La deuxième grande crainte des utilisateurs porte sur l’impact de la technologie sur l’emploi et sur l’économie (22 %) et sur ce que cela implique en matière de stagnation des salaires et d’aggravation des inégalités. À égalité, 22 % craignent aussi que l’IA prenne des décisions sans supervision humaine et que les humains deviennent passifs. Vient ensuite la peur de perdre la capacité à penser de façon critique (16 %), puis, en dernier, celle d’une IA non régulée et d’une responsabilité floue lorsque les choses tournent mal (15 %).

Un monde divisé sur l’IA

À l’échelle mondiale, 67 % des personnes interrogées ont une vision positive de l’IA, mais certains continents se montrent plus optimistes que d’autres.

En Amérique du Nord, en Europe occidentale et en Océanie, les utilisateurs se préoccupent davantage des lacunes en matière de gouvernance, des échecs réglementaires et de la surveillance.
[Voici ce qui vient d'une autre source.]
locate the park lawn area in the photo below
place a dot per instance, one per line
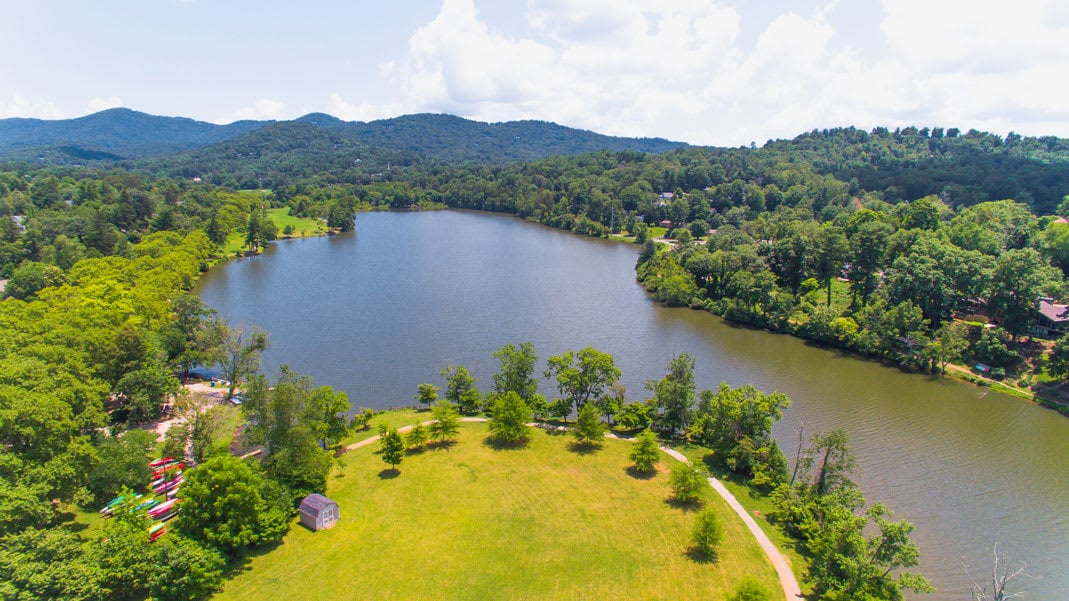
(392, 418)
(301, 226)
(476, 522)
(758, 505)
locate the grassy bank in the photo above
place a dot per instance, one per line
(475, 522)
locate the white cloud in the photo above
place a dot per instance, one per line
(20, 106)
(680, 68)
(97, 105)
(260, 110)
(361, 111)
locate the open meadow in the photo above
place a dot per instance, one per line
(470, 521)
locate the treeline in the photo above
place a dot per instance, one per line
(99, 326)
(885, 280)
(856, 550)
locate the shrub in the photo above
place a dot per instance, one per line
(708, 533)
(686, 482)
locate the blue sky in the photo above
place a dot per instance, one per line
(708, 72)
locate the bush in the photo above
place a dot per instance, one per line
(749, 589)
(708, 533)
(686, 482)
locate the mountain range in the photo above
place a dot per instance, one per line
(122, 134)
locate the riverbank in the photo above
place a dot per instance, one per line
(468, 521)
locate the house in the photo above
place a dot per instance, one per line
(319, 512)
(1052, 320)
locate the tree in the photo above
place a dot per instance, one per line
(686, 482)
(1020, 277)
(949, 343)
(646, 452)
(121, 462)
(831, 461)
(417, 437)
(674, 395)
(274, 412)
(460, 389)
(31, 277)
(847, 564)
(235, 350)
(230, 506)
(749, 589)
(737, 424)
(427, 394)
(509, 418)
(186, 570)
(516, 370)
(300, 464)
(707, 534)
(361, 420)
(1002, 579)
(392, 448)
(589, 428)
(832, 252)
(447, 421)
(583, 376)
(1057, 364)
(145, 391)
(29, 563)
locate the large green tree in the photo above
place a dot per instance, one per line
(229, 505)
(674, 395)
(509, 418)
(584, 375)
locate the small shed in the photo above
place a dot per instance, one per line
(319, 512)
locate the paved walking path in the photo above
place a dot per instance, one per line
(787, 579)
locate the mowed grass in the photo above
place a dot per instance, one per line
(301, 227)
(474, 522)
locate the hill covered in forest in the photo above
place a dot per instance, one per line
(123, 134)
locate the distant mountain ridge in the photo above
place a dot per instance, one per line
(119, 132)
(124, 134)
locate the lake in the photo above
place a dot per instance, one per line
(377, 311)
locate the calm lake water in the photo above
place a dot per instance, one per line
(381, 310)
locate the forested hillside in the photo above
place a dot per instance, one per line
(109, 135)
(99, 326)
(122, 134)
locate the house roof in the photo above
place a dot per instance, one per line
(1053, 311)
(315, 503)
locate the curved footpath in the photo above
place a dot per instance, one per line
(787, 580)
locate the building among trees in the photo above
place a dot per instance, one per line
(319, 512)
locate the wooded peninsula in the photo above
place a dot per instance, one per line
(932, 249)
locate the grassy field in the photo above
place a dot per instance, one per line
(301, 227)
(475, 522)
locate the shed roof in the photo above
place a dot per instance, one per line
(1053, 311)
(315, 503)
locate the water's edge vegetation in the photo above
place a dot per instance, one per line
(101, 328)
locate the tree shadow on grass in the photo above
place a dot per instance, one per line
(498, 444)
(584, 448)
(243, 560)
(699, 556)
(687, 506)
(638, 474)
(442, 445)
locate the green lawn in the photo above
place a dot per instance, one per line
(392, 418)
(475, 522)
(301, 227)
(758, 505)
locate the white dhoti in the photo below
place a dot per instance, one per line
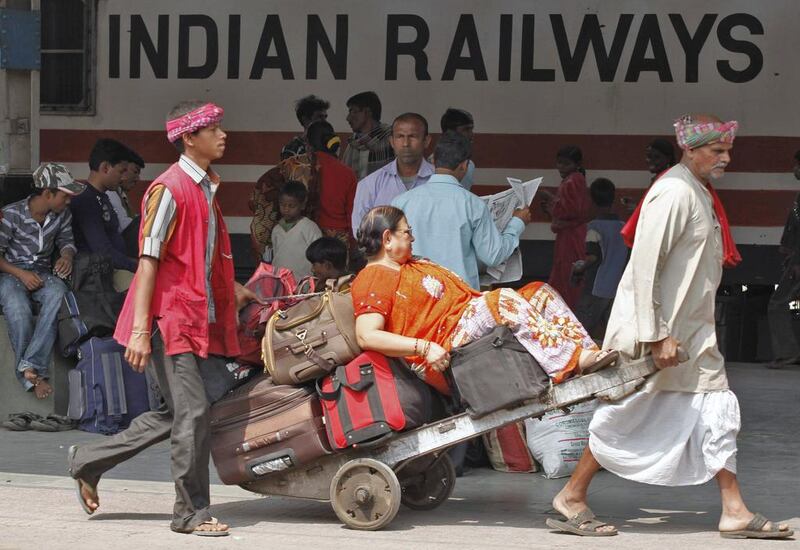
(667, 437)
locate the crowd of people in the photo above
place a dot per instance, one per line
(417, 237)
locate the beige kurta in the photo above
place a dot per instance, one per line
(676, 263)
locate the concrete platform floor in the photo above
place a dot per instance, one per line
(38, 508)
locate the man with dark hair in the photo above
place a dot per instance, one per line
(785, 347)
(128, 220)
(179, 319)
(409, 170)
(461, 121)
(308, 109)
(369, 148)
(30, 230)
(94, 220)
(452, 226)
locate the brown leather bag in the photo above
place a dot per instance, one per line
(310, 339)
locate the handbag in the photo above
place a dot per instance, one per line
(495, 372)
(311, 338)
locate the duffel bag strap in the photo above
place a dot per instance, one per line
(324, 364)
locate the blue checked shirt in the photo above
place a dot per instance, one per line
(27, 244)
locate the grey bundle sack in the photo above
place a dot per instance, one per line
(495, 372)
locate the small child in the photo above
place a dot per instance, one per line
(606, 257)
(328, 257)
(294, 232)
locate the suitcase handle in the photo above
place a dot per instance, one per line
(367, 372)
(339, 379)
(331, 395)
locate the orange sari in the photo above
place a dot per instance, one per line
(427, 301)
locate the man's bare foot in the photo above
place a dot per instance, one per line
(89, 496)
(569, 508)
(736, 522)
(42, 389)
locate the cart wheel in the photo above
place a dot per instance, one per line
(365, 494)
(431, 487)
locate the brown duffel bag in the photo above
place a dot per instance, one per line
(310, 339)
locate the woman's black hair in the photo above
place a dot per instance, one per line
(328, 249)
(664, 147)
(375, 222)
(573, 153)
(321, 137)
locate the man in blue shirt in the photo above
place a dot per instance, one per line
(94, 221)
(32, 231)
(452, 226)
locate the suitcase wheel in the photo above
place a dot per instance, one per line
(365, 494)
(427, 482)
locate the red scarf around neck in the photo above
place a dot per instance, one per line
(731, 256)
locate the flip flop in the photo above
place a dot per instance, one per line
(20, 422)
(755, 530)
(203, 533)
(583, 524)
(81, 483)
(54, 423)
(606, 361)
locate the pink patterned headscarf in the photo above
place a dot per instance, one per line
(207, 115)
(692, 134)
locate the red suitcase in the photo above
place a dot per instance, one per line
(371, 397)
(260, 428)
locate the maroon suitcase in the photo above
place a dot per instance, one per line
(260, 428)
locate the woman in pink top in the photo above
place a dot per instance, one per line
(570, 211)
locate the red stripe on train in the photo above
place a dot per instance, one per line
(601, 152)
(747, 208)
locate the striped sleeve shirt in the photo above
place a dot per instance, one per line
(159, 222)
(160, 218)
(27, 244)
En revanche, en Afrique subsaharienne, en Amérique latine et en Asie du Sud, les répondants se montrent beaucoup plus enthousiastes et estiment que l’IA est un facteur d’égalisation économique, qui facilite le lancement d’une entreprise ou l’accès à l’éducation.

« Je vis dans un pays désavantagé sur le plan technologique et je n’ai pas droit à beaucoup d’erreurs. Avec l’IA, j’ai atteint un niveau professionnel en cybersécurité, en design UX, en marketing et en gestion de projet en même temps. C’est un formidable égalisateur », explique un utilisateur au Cameroun.

Mais en Amérique du Nord, en Europe occidentale et en Océanie, les utilisateurs se préoccupent davantage des lacunes en matière de gouvernance, des échecs réglementaires et de la surveillance.

En Asie de l’Est, en revanche, on se soucie peu de savoir qui contrôle l’IA, mais on se montre très inquiet de l’atrophie cognitive qu’elle pourrait provoquer.

La tendance générale est que, dans les pays les plus riches, où l’IA est déjà déployée au travail, les gens s’inquiètent davantage de voir la technologie prendre leur emploi, parce qu’ils en constatent déjà les effets. Dans les pays plus pauvres, en revanche, l’impact de l’IA suscite moins d’angoisse, car elle n’a pas encore pénétré les lieux de travail et d’autres urgences économiques priment.

Anthropic indique que ces résultats orienteront la manière dont l’entreprise continuera à développer son chatbot Claude.